# Default CartPole with Q-Learning

## *TFG Reinforcement Learning through the GymRetro Platform.*

In this notebook we will show how to implement the Q-Learning algorithm for the CartPole environment integrated in Gym, in order to train agents in that environment.

## Previous installs:

Only run this cell if you don't have Gym installed locally.

In [None]:
!pip install gym

## Required libraries:

In [None]:
import numpy as np 
import gym
import time
import math 

## A classic approach: Q-Learning

The main obstacle to implement the Q-Learning algorithm in this environment will be to discretize the state space, which, in the CartPole problem is continuous by definition.

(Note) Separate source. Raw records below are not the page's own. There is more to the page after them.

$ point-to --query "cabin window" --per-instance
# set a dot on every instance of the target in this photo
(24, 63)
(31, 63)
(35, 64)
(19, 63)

First, we explore the environment attributes given by gym, as we observe, the action space is made up of two discreet actions (which correspond with applying a force of +1 or -1).

In [None]:
env = gym.make("CartPole-v1").env
print(env.action_space)
print(env.action_space.n)

The observation space is far more complex: an object of type Box which representes a 4-dimensional continuous space, and each state is a tuple (Cart position, Cart Velocity, Pole Angle, Pole Velocity) which is a symbolic representation of the absolute state of the environment.

In [None]:
#Peeking into the observation space to uncover and understand its structure
print(env.observation_space)
print(env.observation_space.shape)

After a brief inspection of the environment, we start to implement the q-learning algorithm:

## Q-Learning: 

Reward table (from the environment): P-table

Q-table: stores the _Q-value_ (the 'quality' of an action) associated to a `(state,action)` combination


Q-values are initialized to an arbitrary value, and as the agent exposes itself to the environment and receives different rewards by executing different actions, the Q-values are updated using the equation:

Q(state,action) ← (1−α) Q(state,action) + α(reward + γ maxa Q(next state,all actions))

Where:
- α (alpha) is the learning rate (0<α≤1)
- γ (gamma) is the discount factor (0≤γ≤1)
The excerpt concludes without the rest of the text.